The above table is also available as a graphic if you don’t have the necessary fonts on your system.

As you can see, although both Japan and South Korea lie within the same time zone, they both name the time zone differently. Also, of great importance, is the fact that Kabul, Afghanistan, lies in a time zone that is 4 hours and 30 minutes ahead of GMT, which is not an hour-divisible value, so server-side application developers should always check the entire value passed to them and not just the hour component.

Using the time zones displayed in the above table, the Timezone header passed from a web browser to a web server would be as follows:

  • Dallas (CST and CDT)
    Timezone: -0600 CST Central%20Standard%20Time
    Timezone: -0500 CDT Central%20Daylight%20Time

  • Greenwich (GMT)
    Timezone: +0000 GMT Greenwich%20Mean%20Time

  • Tokyo (JST)
    Timezone: +0900 JST %E6%97%A5%E6%9C%AC%E6%A8%99%E6%BA%96
              %E6%99%82

  • Kabul, Afghanistan (AFT)
    Timezone: +0430 AFT %D9%88%D9%82%D8%AA%20%D8%A7%D9%81%D8
              %BA%D8%A7%D9%86%D8%B3%D8%AA%D8%A7%D9%86

  • Seoul (KST)
    Timezone: +0900 KST %ED%95%9C%EA%B5%AD%ED%91%9C%EC%A4%80
              %EC%8B%9C

  • Berlin (MEZ and MESZ)
    Timezone: +0100 MEZ Mitteleurop%C3%A4ische%20Zeit
    Timezone: +0200 MESZ Mitteleurop%C3%A4ische%20Sommerzeit

Please note that each Timezone string should be sent on one line, regardless of any formatting differences displayed in this document.

There are, of course, far more examples we could cite, but these are representative of the issues that a web browser or web server developer should consider when implementing this standard. The data used in these examples was taken from the web sites for Greenwich Mean Time and IBM’s International Components for Unicode.

Most operating systems already provide these strings as part of their core set of APIs.

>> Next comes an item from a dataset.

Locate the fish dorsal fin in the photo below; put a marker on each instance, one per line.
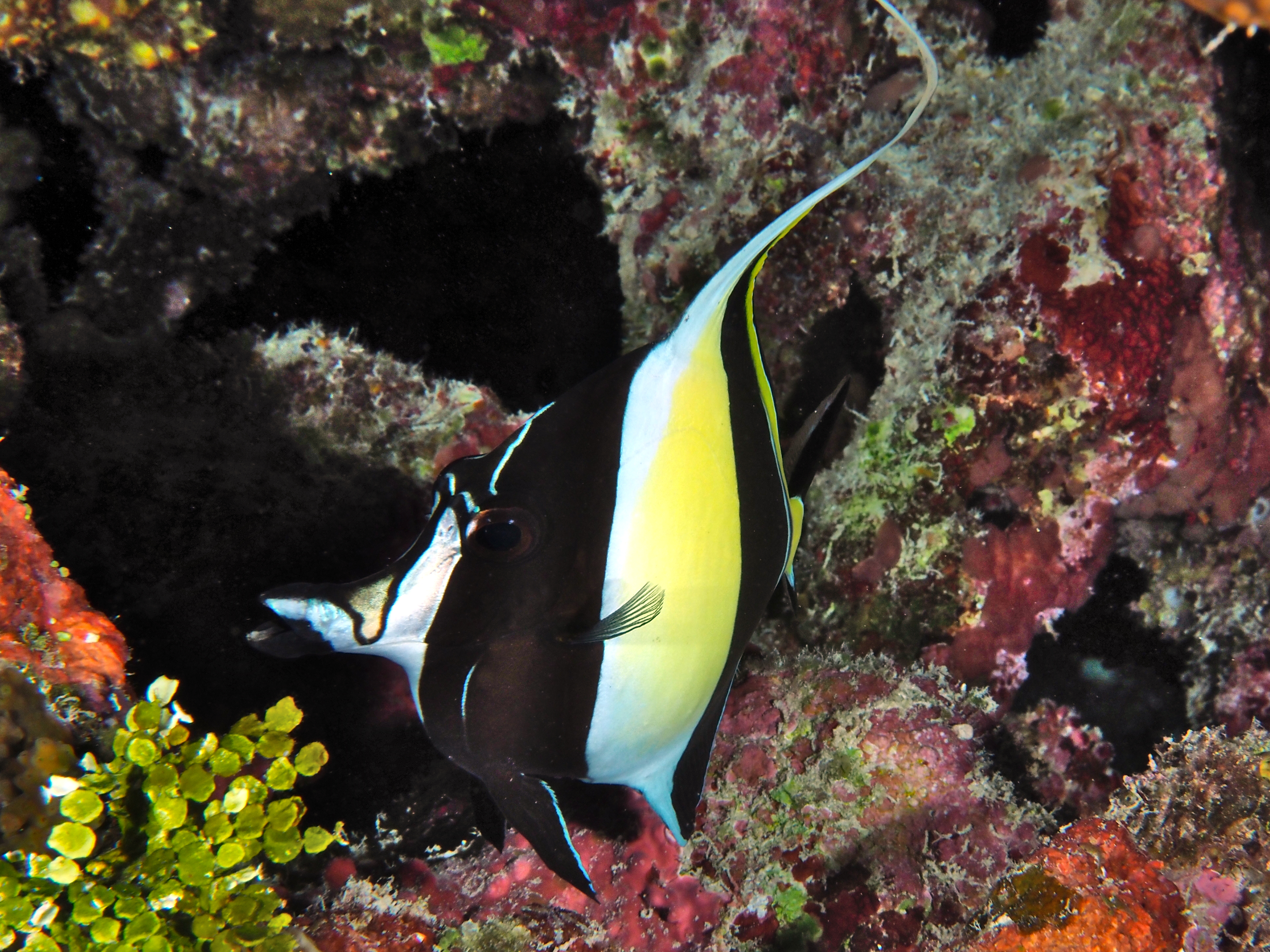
(638, 611)
(750, 259)
(689, 774)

If they don’t, the web browser is responsible for retrieving these settings from the user through a preference setting.

Of course, it may be possible that some web servers and server-side development environments may need to be revised for this solution to work, but if they have been following the standards put forth by the World Wide Web Consortium (W3C), this shouldn’t be a concern for web site developers (the web server we tested this against was Apache/1.3.27, the version supplied with Mac OS X 10.2.6).

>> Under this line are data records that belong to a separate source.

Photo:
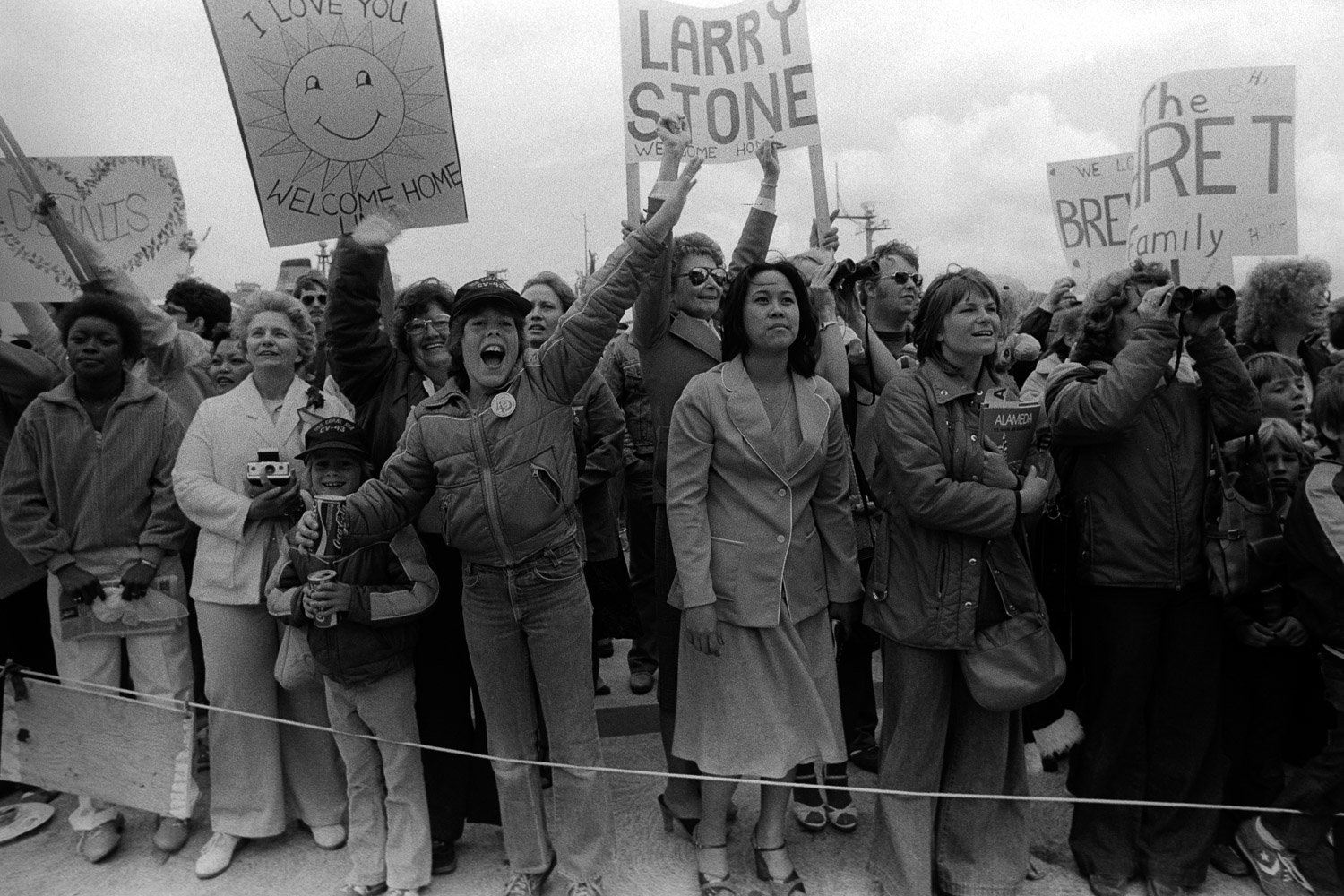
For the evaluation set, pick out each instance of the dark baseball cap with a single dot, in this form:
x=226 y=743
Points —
x=488 y=290
x=333 y=433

An obvious set of environment variables that could be created by web servers and server-side development environments would be the following, making the interpretation of this data:

    Timezone: -0500 CDT Central%20Daylight%20Time

easier for the server-side application developer:

    HTTP_TIMEZONE_OFFSET:  -0500
    HTTP_TIMEZONE_OFFSET_MINUTES:  -300
    HTTP_TIMEZONE_ABBREV:  CDT
    HTTP_TIMEZONE_ABBREV_ENCODED:  CDT
    HTTP_TIMEZONE_LONG:  Central Daylight Time
    HTTP_TIMEZONE_LONG_ENCODED:  Central%20Daylight%20Time

Conclusion

In the interest of promoting open standards, you are free to use the source code in this white paper and the code available in this JavaScript source file:

    http://www.desisoftsystems.com/tzCalculation_LocalTimeZone.js

to implement this solution to this world-wide problem.

DesiSoft Systems makes no warranty as to the correctness of any supplied software nor is liable for any loss whatsover from any use thereof. Should you have any suggestions or need to report any bugs you discover while using this software, we would appreciate hearing from you.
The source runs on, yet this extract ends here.